Displate is a Polish metal poster manufacturing company. Founded in 2013, its posters are made of steel and feature many characters and scenes from popular culture, including licensed posters from Star Wars or Marvel, and art made by hired artists. As of 2020, there are over 1.5 million unique designs, which are shipped worldwide.

==History==
Displate was founded in 2013 by Karol Banaszkiewicz, Jacek Świgost, and Edward Ruszczyc. They wanted to create a new approach to printing and hanging wall art. The product was not an instant hit, and the trio had to print their plates in a small tin shed when they first started. However, they raised two million euros from Credo Ventures to expand their business. Displates began to rise in popularity in 2017, when they signed a licensing agreement with The Walt Disney Company, allowing them to use elements from the Star Wars and Marvel Comics franchises. Mid Europa Partners bought a majority stake in the company in 2020.

==Operations==
Displate operates an online marketplace that allows independent artists to upload and sell their artwork as metal posters. The company manufactures posters using an on-demand production model.

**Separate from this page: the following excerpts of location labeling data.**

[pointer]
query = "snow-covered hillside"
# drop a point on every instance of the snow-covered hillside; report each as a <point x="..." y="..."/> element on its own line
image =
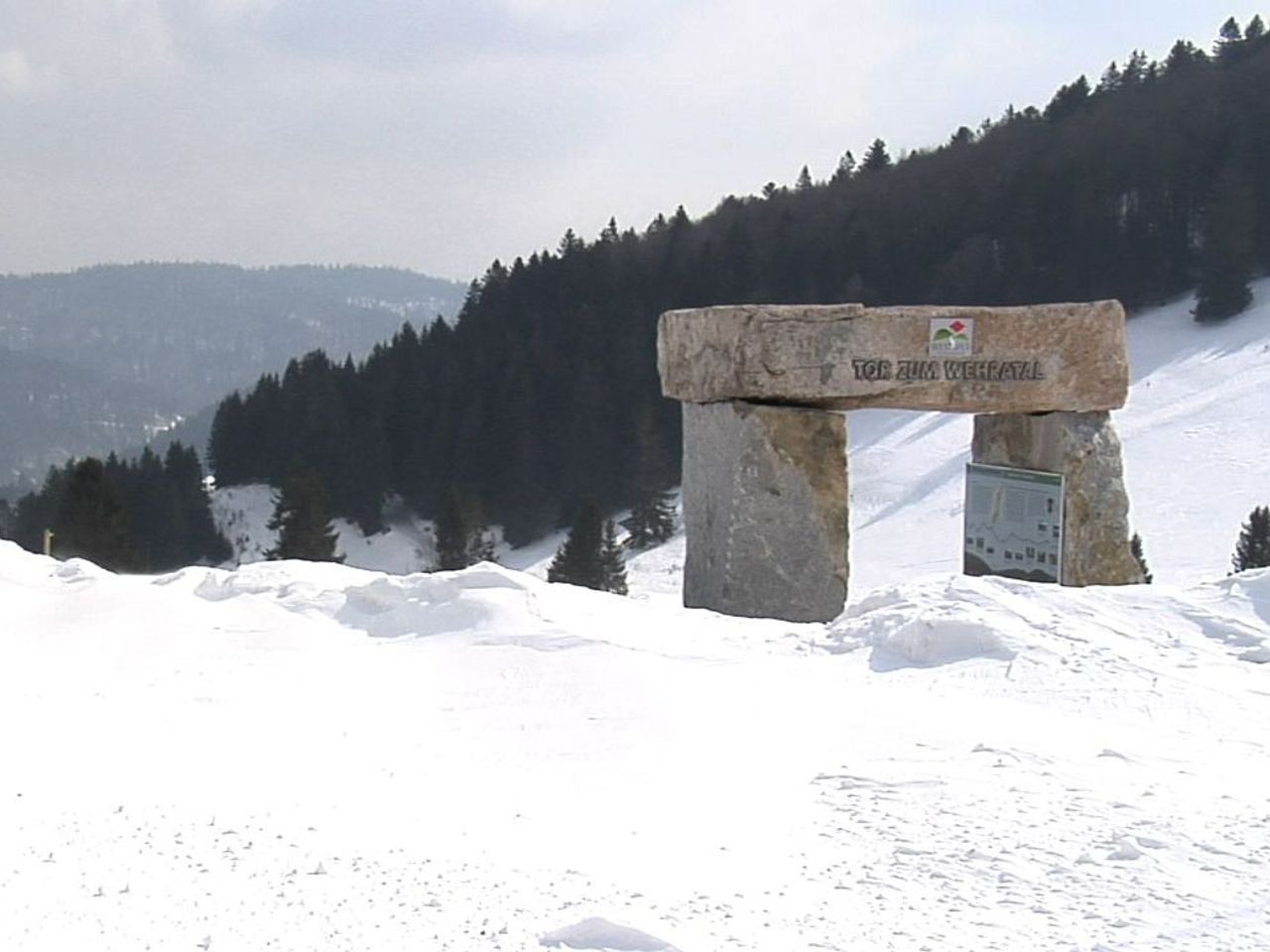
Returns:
<point x="303" y="757"/>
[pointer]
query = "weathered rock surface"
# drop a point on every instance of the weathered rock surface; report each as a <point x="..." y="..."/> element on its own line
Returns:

Displate has its headquarters in Seattle, Washington, and Warsaw, Poland. Prior to having its U.S. headquarters in Seattle, Displate had it in Austin, Texas.

==Products==
Displates come with magnets, which are adhesive and stick to the wall easily. The steel posters, which may be produced with a matte or gloss finish, are manufactured in two factories in Łódź and Marki. Displate allows artists to sell their works on their products and has collaborated with over 40,000 of them to do so. It also runs limited prints with enhanced versions of the posters with embellishments and varnishes, which sometimes become popular with collectors. In 2023, they introduced LUMINO, which contained small OLED lights that gave the Displate a glowing appearance. Textra posters, with textured surfaces, were first sold in 2024. In September 2025, Displate launched Custom Displates, allowing users to create metal posters from their own images.